O líder conservador escocês lançou ontem o manifesto eleitoral do seu partido, prometendo cortar impostos, obter o controlo das crescentes contas de benefícios e cortar o sector público.
Ele tentou colocar a Constituição no centro da campanha eleitoral, alertando que se John Sweeney obtivesse a maioria, o Reino Unido procederia a outra votação dividida no lugar da Escócia.
As principais promessas do plano eleitoral dos conservadores escoceses, intitulado ‘Get Scotland Working’, incluíam:
● Opor-se a qualquer tentativa de realizar outro referendo sobre a independência.
● Reduzir o imposto sobre o rendimento, eliminando a taxa básica de 20p e a taxa intermédia de 21p, o que significa que o ponto em que as pessoas na Escócia subirão acima do resto do Reino Unido de £33.493 será agora de £78.000.
● Eliminar um quarto dos quangos e reduzir o número de funcionários públicos para os níveis de 2016.
● Reduzir o custo dos benefícios adquiridos, incluindo um limite máximo para dois filhos, avaliações mais rigorosas e o fim das avaliações “leves”.
Russell Findlay prometeu um corte de impostos de £ 500 para aposentados
Findlay disse que o manifesto incluía propostas de “redução de impostos para o esforço dos escoceses”.
Ele também revelou uma nova proposta para reembolsar £500 aos pensionistas afetados pela decisão “vergonhosa” de Sir Keir Starmer de cortar os pagamentos de combustível de inverno através do Plano de Alívio do Imposto sobre o Rendimento de Pensões. A política – que custou 209 milhões de libras no primeiro ano – será concretizada ao acabar com o “desperdício obsceno do dinheiro dos contribuintes” do SNP.

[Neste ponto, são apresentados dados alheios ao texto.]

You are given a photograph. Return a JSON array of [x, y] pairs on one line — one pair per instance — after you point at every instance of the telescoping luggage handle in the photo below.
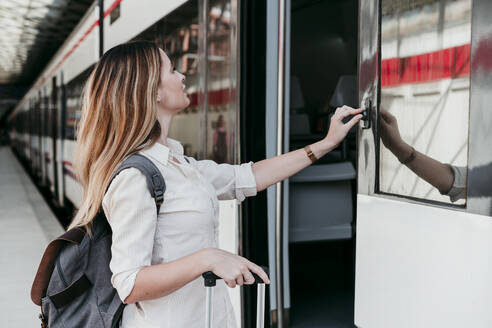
[[210, 279]]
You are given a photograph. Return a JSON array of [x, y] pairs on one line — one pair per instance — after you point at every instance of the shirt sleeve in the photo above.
[[458, 189], [229, 181], [132, 215]]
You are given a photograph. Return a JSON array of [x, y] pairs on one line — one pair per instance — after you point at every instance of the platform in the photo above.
[[26, 225]]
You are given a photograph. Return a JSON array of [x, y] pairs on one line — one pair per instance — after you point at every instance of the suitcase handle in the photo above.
[[210, 278]]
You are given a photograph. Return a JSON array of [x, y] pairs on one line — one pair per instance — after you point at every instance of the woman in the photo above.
[[157, 259]]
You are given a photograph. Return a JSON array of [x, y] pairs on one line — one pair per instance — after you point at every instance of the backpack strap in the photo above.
[[155, 180], [43, 275], [156, 186]]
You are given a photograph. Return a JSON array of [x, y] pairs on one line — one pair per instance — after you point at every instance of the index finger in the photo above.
[[259, 271]]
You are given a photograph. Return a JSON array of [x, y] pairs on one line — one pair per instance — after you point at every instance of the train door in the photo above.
[[60, 126], [44, 151], [311, 70], [423, 254], [54, 136], [38, 121]]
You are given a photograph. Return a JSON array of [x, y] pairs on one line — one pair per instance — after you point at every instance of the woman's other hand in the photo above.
[[234, 269], [390, 135], [338, 130]]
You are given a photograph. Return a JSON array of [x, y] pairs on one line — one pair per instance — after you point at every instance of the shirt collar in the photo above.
[[161, 153]]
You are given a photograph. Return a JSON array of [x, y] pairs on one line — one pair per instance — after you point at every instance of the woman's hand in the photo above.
[[338, 130], [234, 269]]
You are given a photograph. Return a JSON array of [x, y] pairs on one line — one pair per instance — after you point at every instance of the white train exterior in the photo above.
[[357, 238]]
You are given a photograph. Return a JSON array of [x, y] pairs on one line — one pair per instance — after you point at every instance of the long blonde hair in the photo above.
[[119, 118]]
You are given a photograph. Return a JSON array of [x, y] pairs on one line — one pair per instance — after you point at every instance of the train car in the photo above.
[[365, 236]]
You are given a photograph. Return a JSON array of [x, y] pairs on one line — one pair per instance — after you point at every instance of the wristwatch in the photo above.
[[310, 154]]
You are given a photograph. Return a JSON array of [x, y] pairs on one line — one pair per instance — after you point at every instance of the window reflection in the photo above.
[[74, 90], [425, 68], [181, 45], [222, 107]]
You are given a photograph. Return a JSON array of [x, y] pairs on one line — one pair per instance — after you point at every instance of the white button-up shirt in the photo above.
[[187, 222]]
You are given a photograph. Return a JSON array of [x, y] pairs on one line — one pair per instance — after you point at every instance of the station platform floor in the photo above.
[[26, 226]]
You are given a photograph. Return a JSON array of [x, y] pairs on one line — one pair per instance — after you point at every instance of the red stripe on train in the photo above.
[[438, 65]]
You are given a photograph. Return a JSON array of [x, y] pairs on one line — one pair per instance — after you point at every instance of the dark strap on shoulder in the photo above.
[[156, 186], [155, 180], [43, 275], [77, 288]]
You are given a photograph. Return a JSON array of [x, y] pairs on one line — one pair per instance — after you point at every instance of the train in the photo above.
[[361, 238]]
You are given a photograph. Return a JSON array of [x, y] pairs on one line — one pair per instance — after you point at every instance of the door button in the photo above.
[[366, 114]]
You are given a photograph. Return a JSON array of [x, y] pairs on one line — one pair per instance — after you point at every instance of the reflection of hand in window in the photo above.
[[440, 175]]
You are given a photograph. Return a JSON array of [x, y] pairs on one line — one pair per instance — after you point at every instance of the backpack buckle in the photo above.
[[44, 322], [159, 196]]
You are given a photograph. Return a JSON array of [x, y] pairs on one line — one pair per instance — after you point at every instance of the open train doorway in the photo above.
[[321, 198]]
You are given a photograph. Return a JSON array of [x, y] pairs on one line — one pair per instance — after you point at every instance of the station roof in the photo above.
[[31, 33]]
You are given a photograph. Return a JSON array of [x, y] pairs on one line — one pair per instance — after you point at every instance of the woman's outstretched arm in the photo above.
[[272, 170]]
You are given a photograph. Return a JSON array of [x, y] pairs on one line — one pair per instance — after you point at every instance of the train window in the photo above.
[[177, 35], [210, 85], [322, 72], [424, 105], [74, 103], [221, 80]]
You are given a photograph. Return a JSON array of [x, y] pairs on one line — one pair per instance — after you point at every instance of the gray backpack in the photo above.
[[73, 281]]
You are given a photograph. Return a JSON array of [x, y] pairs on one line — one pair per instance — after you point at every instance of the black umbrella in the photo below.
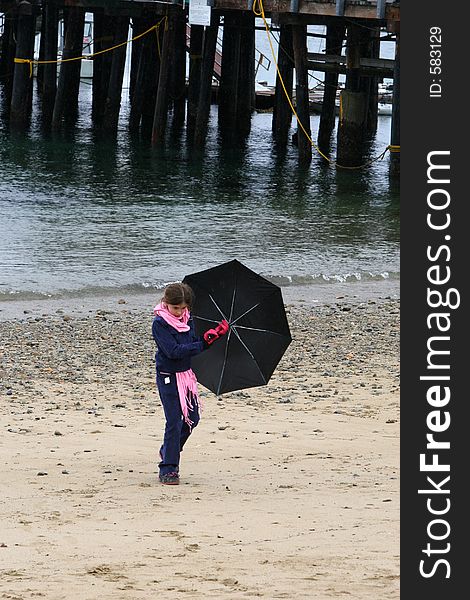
[[259, 333]]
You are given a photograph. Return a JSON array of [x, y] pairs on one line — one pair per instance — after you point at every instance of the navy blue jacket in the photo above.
[[174, 348]]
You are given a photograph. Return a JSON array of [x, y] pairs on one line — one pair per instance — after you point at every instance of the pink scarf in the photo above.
[[186, 381]]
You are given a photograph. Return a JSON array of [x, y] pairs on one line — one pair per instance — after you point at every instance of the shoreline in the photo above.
[[318, 294], [287, 490]]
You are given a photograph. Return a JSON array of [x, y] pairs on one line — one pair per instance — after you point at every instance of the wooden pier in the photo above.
[[164, 91]]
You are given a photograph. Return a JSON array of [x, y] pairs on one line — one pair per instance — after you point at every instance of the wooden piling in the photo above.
[[178, 70], [299, 42], [138, 26], [41, 54], [66, 102], [395, 125], [353, 104], [161, 104], [230, 73], [207, 71], [246, 75], [49, 87], [113, 97], [8, 50], [282, 112], [373, 51], [195, 66], [334, 41], [153, 63], [21, 98]]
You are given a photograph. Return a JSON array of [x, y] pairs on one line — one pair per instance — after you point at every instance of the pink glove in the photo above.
[[210, 336], [222, 328]]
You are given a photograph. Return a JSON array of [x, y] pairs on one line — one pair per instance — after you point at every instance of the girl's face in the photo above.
[[177, 309]]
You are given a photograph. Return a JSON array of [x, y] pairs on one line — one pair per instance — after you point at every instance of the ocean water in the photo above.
[[81, 216]]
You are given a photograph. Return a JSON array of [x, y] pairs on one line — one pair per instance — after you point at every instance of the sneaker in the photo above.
[[170, 478]]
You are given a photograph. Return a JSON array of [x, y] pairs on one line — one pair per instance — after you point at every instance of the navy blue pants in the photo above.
[[177, 430]]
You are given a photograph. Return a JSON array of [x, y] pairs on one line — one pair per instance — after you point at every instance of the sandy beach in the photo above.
[[290, 490]]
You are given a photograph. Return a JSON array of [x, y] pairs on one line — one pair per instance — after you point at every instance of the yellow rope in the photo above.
[[62, 60], [260, 13]]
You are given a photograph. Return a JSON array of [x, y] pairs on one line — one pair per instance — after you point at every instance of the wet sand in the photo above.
[[290, 490]]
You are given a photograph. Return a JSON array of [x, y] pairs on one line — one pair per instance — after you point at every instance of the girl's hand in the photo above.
[[222, 328], [210, 336]]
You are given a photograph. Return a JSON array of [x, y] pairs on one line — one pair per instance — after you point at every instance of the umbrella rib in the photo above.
[[261, 330], [249, 352], [246, 312], [217, 306], [233, 303], [225, 362], [204, 319]]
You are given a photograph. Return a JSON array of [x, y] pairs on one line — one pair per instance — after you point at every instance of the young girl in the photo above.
[[173, 332]]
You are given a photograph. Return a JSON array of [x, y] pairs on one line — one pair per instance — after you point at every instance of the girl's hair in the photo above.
[[178, 293]]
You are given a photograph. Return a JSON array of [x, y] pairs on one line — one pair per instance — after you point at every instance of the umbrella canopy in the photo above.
[[259, 333]]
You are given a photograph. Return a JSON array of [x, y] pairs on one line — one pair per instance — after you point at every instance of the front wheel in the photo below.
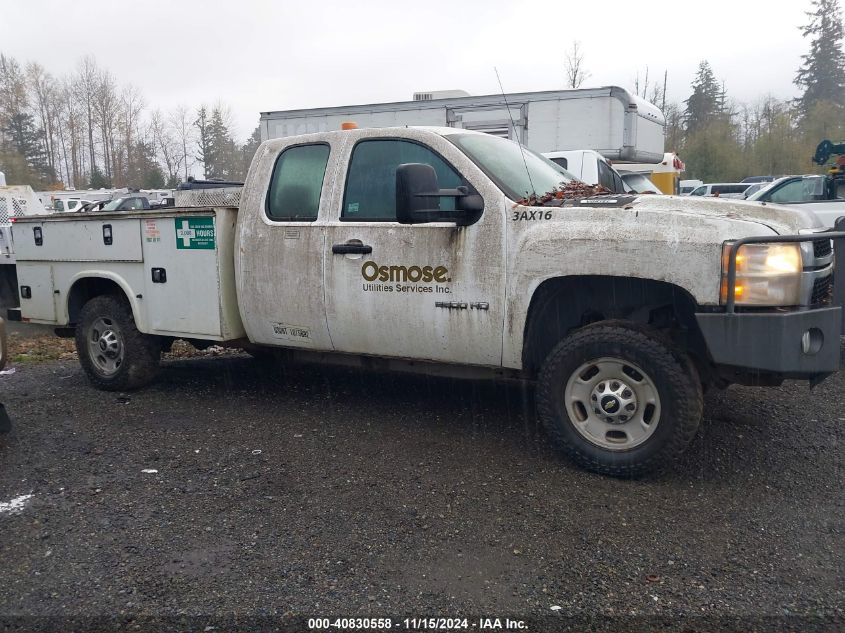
[[619, 400], [114, 354]]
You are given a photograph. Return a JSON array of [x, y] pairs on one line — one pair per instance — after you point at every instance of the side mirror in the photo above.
[[413, 182], [418, 198]]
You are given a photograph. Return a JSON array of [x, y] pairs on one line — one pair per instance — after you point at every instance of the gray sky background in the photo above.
[[259, 55]]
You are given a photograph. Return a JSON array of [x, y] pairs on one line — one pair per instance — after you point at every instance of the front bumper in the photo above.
[[800, 344]]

O manifesto também continha uma série de promessas constitucionais, incluindo a oposição a qualquer tentativa de realizar outro referendo sobre a independência, a proibição do governo escocês de gastar o dinheiro dos contribuintes em campanhas pró-secessão e a introdução de um compromisso de neutralidade para os funcionários públicos independentes.

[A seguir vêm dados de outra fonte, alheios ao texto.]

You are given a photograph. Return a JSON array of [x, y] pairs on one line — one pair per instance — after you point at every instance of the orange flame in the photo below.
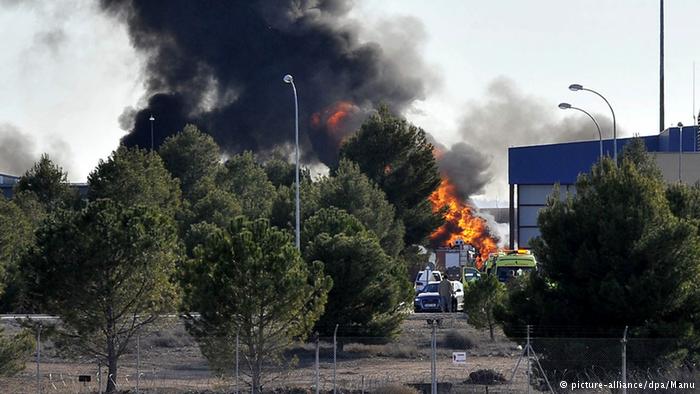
[[461, 222], [334, 116]]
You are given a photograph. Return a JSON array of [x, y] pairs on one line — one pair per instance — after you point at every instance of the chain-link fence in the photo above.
[[448, 352]]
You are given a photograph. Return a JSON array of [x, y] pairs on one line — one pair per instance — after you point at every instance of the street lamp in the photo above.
[[680, 150], [151, 119], [576, 87], [290, 80], [600, 135]]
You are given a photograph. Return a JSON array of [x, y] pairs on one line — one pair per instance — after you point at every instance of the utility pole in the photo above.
[[335, 351], [624, 362], [151, 119], [138, 362], [38, 359], [316, 375], [661, 68]]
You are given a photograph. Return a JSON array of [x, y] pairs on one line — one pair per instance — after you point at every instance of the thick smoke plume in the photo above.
[[220, 64], [16, 150], [502, 118]]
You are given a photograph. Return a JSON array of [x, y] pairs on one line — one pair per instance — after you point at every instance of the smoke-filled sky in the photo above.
[[78, 76]]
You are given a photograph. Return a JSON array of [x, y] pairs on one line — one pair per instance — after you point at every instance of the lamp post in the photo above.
[[680, 150], [290, 80], [600, 135], [576, 87], [151, 119]]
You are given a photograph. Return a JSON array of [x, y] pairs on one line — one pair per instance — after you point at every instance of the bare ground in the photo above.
[[172, 363]]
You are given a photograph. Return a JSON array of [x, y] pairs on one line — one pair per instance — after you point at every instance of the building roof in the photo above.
[[562, 163]]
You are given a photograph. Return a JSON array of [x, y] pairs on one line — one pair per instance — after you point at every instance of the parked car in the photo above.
[[422, 279], [457, 295], [470, 275], [429, 299]]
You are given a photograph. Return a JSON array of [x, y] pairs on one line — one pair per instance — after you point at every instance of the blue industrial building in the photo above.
[[7, 182], [534, 170]]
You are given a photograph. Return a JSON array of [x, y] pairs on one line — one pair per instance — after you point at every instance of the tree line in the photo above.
[[182, 230], [623, 251]]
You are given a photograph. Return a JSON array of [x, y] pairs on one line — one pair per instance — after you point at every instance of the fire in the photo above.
[[334, 116], [460, 222]]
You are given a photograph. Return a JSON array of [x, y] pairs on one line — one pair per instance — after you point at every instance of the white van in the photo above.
[[421, 281]]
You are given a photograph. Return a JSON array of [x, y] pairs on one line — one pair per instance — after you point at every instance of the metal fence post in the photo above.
[[433, 345], [528, 359], [316, 376], [38, 359], [335, 351], [624, 361], [138, 362]]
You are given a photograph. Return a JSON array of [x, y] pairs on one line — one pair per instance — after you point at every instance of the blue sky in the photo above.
[[62, 58]]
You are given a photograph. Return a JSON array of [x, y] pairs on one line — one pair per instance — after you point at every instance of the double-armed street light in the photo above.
[[600, 135], [290, 80], [576, 87]]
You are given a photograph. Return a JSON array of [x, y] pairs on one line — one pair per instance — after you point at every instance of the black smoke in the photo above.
[[219, 64]]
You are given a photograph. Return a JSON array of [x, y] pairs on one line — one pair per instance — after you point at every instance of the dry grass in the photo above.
[[458, 339], [396, 389]]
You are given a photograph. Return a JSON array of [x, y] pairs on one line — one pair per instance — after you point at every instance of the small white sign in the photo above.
[[459, 357]]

Findlay disse que fazer política estava “no seu ADN” para Sweeney e afirmou que o seu desejo de desmembrar o Reino Unido era “a única coisa com que ele se importava”.
Advertindo que Sweeney planeja usar a maioria do SNP para levar adiante os planos de realizar “um segundo referendo prejudicial e divisivo para dividir nosso país” em 2028, ele disse: “Você pode imaginar o pesadelo se John Sweeney obtiver a maioria?

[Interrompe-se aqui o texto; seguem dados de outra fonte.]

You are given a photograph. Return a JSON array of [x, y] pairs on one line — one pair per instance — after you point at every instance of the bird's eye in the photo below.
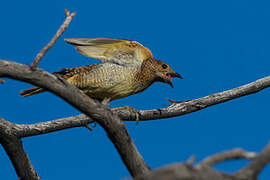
[[164, 66]]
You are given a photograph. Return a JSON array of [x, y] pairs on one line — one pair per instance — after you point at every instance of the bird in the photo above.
[[127, 68]]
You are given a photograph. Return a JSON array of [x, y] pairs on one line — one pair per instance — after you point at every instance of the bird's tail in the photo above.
[[31, 91]]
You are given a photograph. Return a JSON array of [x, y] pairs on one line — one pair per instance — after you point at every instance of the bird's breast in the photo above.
[[112, 81]]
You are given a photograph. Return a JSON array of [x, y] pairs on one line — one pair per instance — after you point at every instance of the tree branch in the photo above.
[[257, 165], [204, 171], [14, 149], [61, 30], [176, 109], [111, 123]]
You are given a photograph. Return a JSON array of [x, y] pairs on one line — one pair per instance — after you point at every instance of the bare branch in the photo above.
[[61, 30], [2, 81], [257, 165], [111, 123], [173, 110], [14, 149], [227, 155]]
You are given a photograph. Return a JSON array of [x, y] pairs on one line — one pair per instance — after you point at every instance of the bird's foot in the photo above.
[[131, 110], [106, 101]]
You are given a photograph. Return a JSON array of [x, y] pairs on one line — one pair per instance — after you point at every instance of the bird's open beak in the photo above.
[[176, 75], [169, 79]]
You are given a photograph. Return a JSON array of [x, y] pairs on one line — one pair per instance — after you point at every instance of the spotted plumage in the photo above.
[[128, 68]]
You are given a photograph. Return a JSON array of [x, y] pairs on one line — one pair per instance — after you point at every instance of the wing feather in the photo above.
[[119, 51]]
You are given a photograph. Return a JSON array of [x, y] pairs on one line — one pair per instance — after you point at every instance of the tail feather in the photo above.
[[31, 91]]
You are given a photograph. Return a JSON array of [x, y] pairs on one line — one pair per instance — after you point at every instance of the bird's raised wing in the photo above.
[[119, 51]]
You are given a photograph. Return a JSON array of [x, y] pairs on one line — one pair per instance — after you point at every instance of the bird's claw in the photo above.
[[132, 110]]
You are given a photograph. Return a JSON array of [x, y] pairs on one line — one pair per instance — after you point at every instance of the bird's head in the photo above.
[[164, 73]]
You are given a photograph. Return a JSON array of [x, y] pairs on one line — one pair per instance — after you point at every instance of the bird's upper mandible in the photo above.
[[118, 51]]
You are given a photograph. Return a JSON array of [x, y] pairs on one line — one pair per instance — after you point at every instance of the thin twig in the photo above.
[[2, 81], [63, 27], [257, 165], [227, 155]]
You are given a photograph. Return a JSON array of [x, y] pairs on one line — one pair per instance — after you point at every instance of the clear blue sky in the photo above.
[[215, 45]]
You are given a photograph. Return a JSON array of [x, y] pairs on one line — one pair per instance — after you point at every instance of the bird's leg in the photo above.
[[173, 101], [105, 102], [131, 110]]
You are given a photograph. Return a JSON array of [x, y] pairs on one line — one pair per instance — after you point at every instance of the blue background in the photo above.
[[215, 45]]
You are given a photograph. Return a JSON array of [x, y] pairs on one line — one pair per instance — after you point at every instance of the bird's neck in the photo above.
[[147, 72]]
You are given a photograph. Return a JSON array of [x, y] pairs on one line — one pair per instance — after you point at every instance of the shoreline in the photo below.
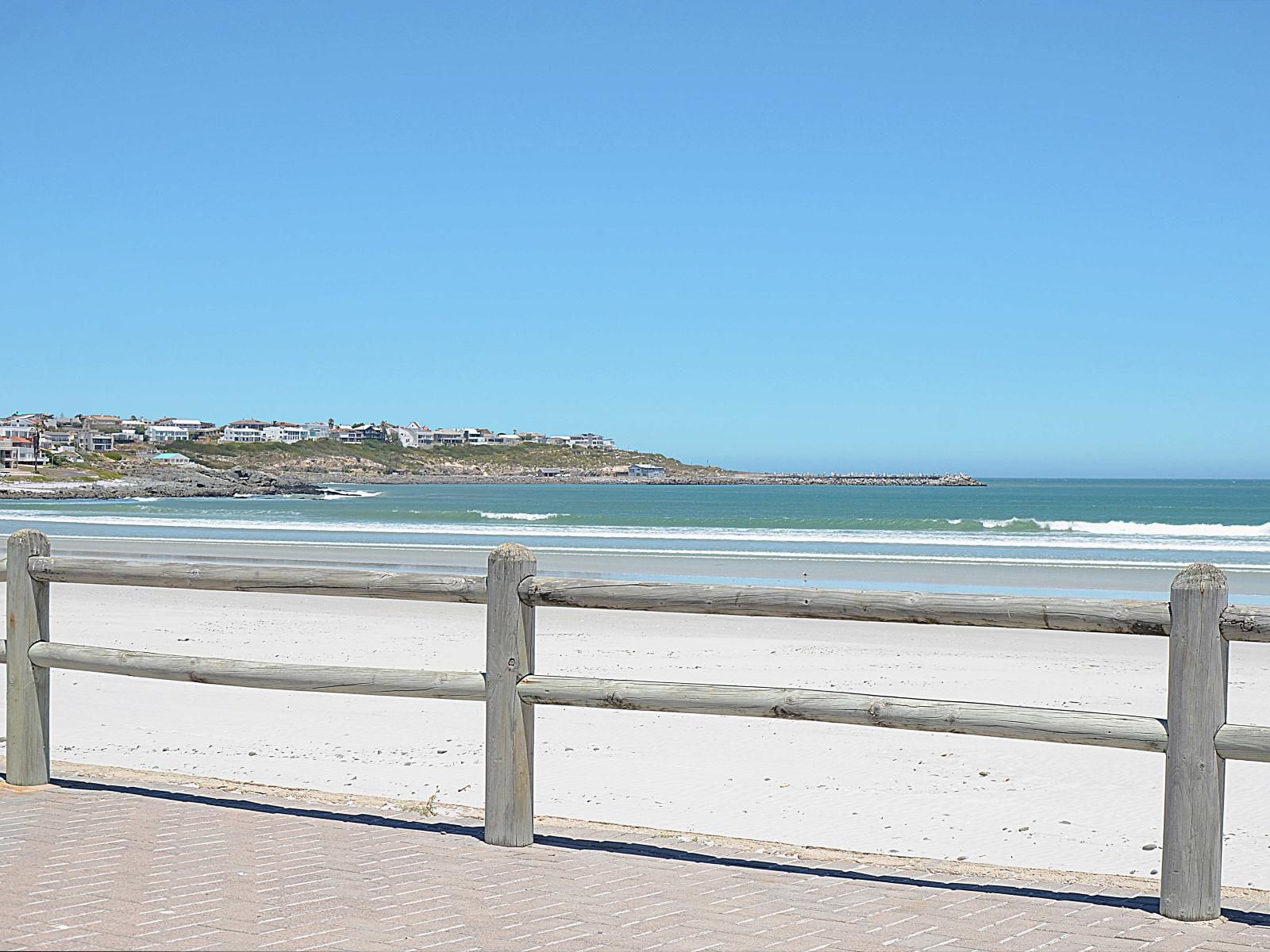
[[206, 482], [1009, 803]]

«Não podemos permitir que John Sweeney mergulhe o próximo Parlamento no caos constitucional. Não podemos permitir qualquer distração das coisas que realmente importam para as pessoas: o custo de vida, o crescimento da economia, a reparação dos nossos serviços públicos falidos.
«Certamente não podemos permitir isto quando Sir Keir Starmer está a dar voltas no número 10 de Downing Street – um primeiro-ministro fraco e vacilante com um historial de reviravoltas. Podemos realmente confiar em Kier Starmer para dizer não a John Sweeney? Eu não acho.’
Ele disse que os Trabalhistas e os Liberais Democratas estavam “silenciosos” sobre o assunto, enquanto o Reform UK era “sindicalista apenas no nome” e feliz por outro referendo no futuro. Findlay disse que o manifesto conservador estabelece uma “Escócia em expansão”, onde as empresas podem prosperar e uma “Escócia hábil”.
Os custos fornecidos juntamente com o manifesto mostram que os cortes no imposto sobre o rendimento custarão 369 milhões de libras em 2027/28, aumentando para 1,37 mil milhões de libras no ano seguinte e atingindo depois cerca de 2,8 mil milhões de libras em 2031/32.
Será financiado por poupanças decorrentes do limite de pedidos de benefícios de saúde mental para adultos a £592 milhões em 2027/28, £1,9 mil milhões até 2031/32, bem como poupanças a partir de £305 milhões por ano e aumentando para £1,7 mil milhões após cinco anos de papel não linear do sector público.
A diretora da CBI Escócia, Michelle Ferguson, disse: ‘Os negócios serão impulsionados por propostas para eliminar a lacuna do imposto de renda da Escócia em relação ao resto do Reino Unido.’ O vice-líder do Partido Trabalhista Escocês, Jackie Baillie, disse: ‘Este manifesto não vale o papel em que está escrito.’
A candidata do SNP de Banffshire e Buchan Coast, Karen Adam, disse: ‘Este manifesto está cheio de esquemas estranhos que até Russell Findlay sabe que nunca terá de implementar.’